One exception to all this is in the mobile premium market, or at least one specific part of it.

"Mobile premium out in the wild has zero viability," Della Rocca says. "Mobile premium if you're in Apple Arcade or Netflix? That's another story. They're walled gardens, but if you can get one of those rare Apple Arcade deals, that's usually a pretty good deal. They're quite generous in making sure your development costs are covered, etc."

However, there are still a couple downsides to that scheme. While the deals limit the potential downsides of a worst case scenario for the game, they also limit the upsides of a best case scenario.

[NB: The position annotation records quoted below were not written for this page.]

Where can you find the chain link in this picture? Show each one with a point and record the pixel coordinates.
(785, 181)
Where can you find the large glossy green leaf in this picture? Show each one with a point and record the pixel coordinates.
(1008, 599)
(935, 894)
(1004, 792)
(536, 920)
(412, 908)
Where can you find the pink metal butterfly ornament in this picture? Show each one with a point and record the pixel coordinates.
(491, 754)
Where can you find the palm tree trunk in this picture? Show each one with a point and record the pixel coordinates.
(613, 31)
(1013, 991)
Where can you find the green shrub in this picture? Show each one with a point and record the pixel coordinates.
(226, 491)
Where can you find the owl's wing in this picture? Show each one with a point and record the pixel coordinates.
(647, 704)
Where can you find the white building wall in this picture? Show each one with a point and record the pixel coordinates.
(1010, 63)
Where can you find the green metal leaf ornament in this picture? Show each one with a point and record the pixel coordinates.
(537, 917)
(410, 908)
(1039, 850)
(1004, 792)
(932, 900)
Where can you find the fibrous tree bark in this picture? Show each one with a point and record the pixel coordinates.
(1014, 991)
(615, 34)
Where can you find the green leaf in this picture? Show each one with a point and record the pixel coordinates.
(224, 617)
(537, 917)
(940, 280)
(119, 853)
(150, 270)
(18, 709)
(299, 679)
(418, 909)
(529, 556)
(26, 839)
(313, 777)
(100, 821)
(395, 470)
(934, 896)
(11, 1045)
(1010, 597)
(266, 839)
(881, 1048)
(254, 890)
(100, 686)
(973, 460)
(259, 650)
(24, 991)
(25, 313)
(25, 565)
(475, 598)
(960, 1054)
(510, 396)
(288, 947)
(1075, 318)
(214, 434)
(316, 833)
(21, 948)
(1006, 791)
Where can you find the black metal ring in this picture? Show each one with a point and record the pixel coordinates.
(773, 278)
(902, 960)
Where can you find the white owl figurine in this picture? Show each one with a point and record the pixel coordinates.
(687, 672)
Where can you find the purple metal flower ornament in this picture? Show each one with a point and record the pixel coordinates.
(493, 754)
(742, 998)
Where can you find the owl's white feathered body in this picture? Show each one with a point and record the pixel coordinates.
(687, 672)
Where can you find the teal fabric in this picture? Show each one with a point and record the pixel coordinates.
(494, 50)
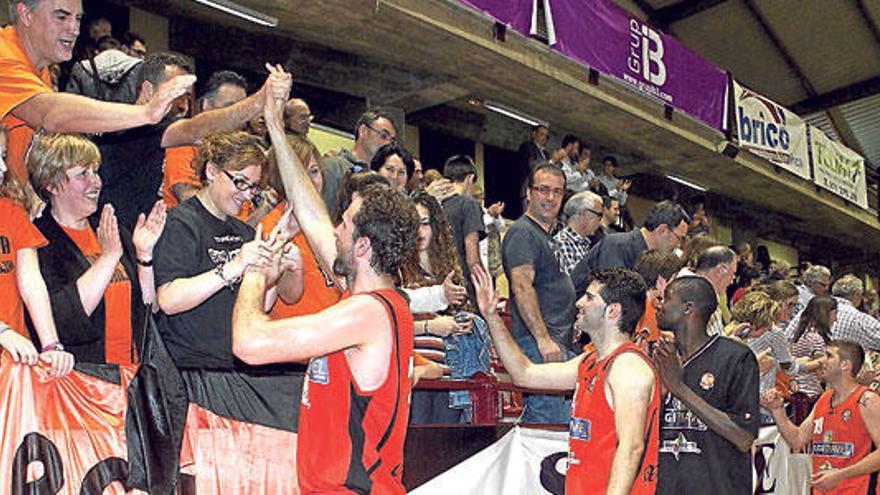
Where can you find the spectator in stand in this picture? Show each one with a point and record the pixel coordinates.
(583, 215)
(27, 101)
(21, 283)
(617, 188)
(815, 281)
(657, 268)
(373, 129)
(99, 276)
(717, 264)
(224, 88)
(542, 297)
(133, 160)
(393, 162)
(465, 215)
(856, 429)
(297, 117)
(665, 228)
(578, 176)
(110, 75)
(812, 334)
(711, 415)
(852, 324)
(134, 44)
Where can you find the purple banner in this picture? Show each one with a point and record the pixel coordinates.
(611, 41)
(515, 13)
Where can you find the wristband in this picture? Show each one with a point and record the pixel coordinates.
(54, 346)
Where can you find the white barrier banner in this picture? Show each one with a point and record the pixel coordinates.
(838, 168)
(770, 131)
(532, 462)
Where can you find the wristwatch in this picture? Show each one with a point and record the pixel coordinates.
(54, 346)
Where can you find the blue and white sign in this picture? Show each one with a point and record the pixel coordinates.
(771, 131)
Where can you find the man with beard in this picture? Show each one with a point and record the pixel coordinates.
(355, 404)
(844, 427)
(542, 296)
(613, 429)
(710, 417)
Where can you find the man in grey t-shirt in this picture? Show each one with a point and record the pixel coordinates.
(542, 297)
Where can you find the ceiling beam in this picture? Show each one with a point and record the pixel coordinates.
(837, 97)
(666, 16)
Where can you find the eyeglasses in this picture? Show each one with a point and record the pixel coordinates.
(383, 133)
(547, 190)
(242, 184)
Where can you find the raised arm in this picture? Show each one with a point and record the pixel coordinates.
(525, 373)
(65, 112)
(308, 207)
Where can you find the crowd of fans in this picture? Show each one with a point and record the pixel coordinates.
(121, 203)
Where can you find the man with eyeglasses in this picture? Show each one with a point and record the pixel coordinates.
(542, 298)
(374, 129)
(717, 264)
(583, 213)
(665, 229)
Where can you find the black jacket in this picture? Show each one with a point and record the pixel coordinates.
(62, 263)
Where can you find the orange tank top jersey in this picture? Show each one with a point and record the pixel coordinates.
(351, 441)
(16, 233)
(840, 438)
(19, 82)
(319, 292)
(117, 300)
(592, 437)
(178, 169)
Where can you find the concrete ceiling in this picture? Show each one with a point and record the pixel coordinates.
(454, 55)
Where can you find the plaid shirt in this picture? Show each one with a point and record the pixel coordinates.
(856, 326)
(569, 248)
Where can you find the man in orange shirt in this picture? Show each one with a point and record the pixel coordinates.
(657, 268)
(223, 89)
(43, 32)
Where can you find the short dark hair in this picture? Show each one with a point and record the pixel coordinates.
(155, 63)
(219, 78)
(714, 256)
(851, 352)
(624, 287)
(386, 151)
(390, 221)
(569, 139)
(667, 213)
(545, 167)
(696, 290)
(654, 263)
(130, 37)
(458, 167)
(373, 115)
(606, 201)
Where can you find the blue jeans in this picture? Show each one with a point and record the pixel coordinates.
(547, 409)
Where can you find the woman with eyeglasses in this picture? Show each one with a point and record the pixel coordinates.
(99, 276)
(205, 250)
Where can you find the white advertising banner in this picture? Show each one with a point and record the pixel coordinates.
(532, 462)
(770, 131)
(838, 168)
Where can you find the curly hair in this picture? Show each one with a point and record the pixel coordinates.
(624, 287)
(230, 151)
(441, 250)
(390, 221)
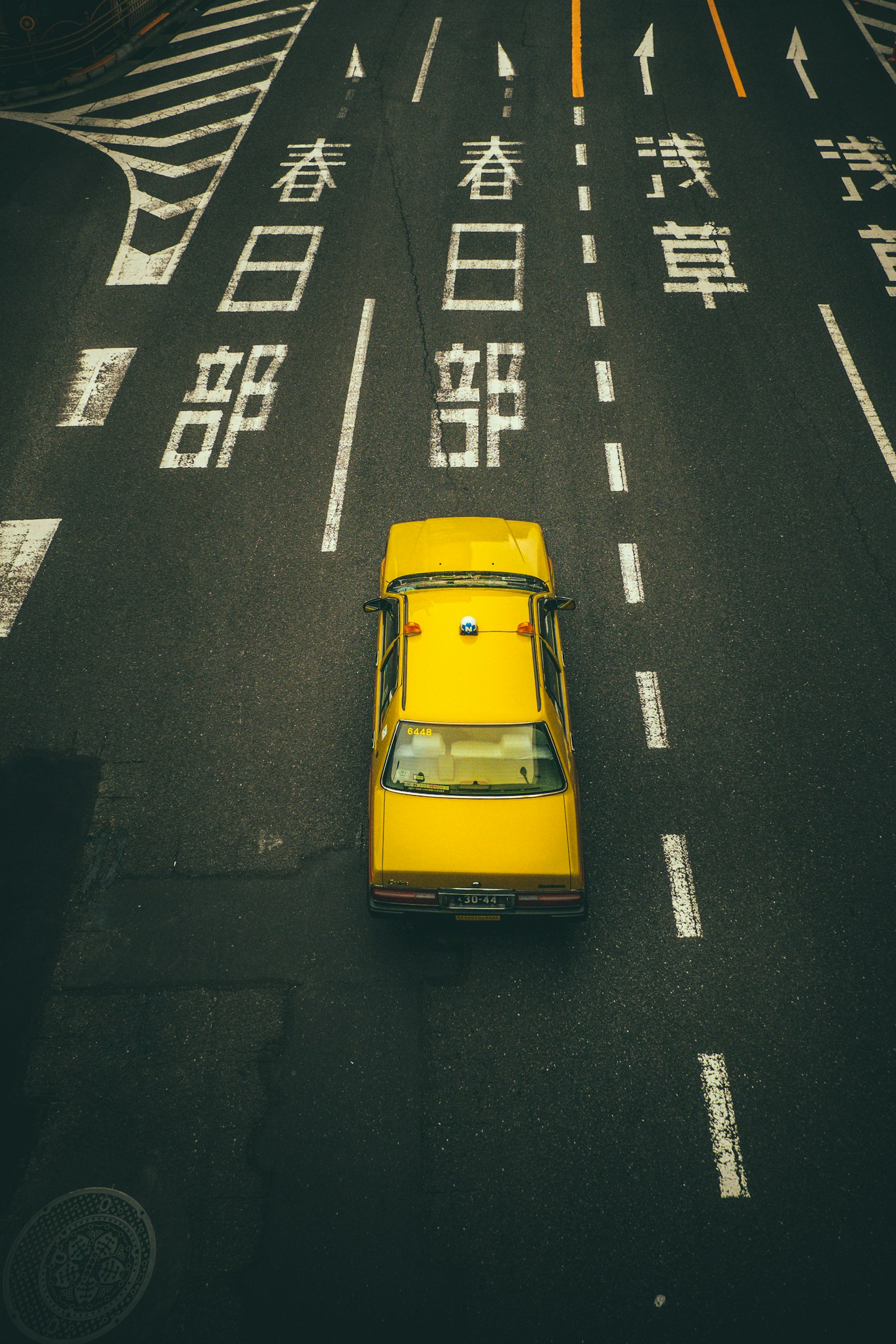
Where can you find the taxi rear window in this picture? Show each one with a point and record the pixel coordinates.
(472, 760)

"Even though there is some profit pool action, if you make the next Clash of Clans or Angry Birds, you don't get to really participate in that success because you've inherently been paid to produce a game and create that content," Della Rocca says.

On top of that, there's also the non-trivial issue that the companies making these premium games viable have to pick your project.

"It's a double-edged sword," Della Rocca says. "On the one hand, it allows my premium mobile game to find a home and actually live on a mobile device. But on the other hand, it means I'm at the mercy of the whims of the people controlling the [platform], and they have to let me in."

Della Rocca mentions that one developer he worked with had a game in the initial round of Apple Arcade games. It was a good deal that worked out for them, so they thought they would try it one more time.

"They offered a second game and Apple turned it down," Della Rocca said. "They had planned on that and had to scramble to recover from that."

The subscription service trend

That same situation is by no means limited to the mobile market, and Della Rocca is clearly uneasy with the idea of any developer planning to be wholly dependent on the good graces of a subscription service outfit to keep their business going.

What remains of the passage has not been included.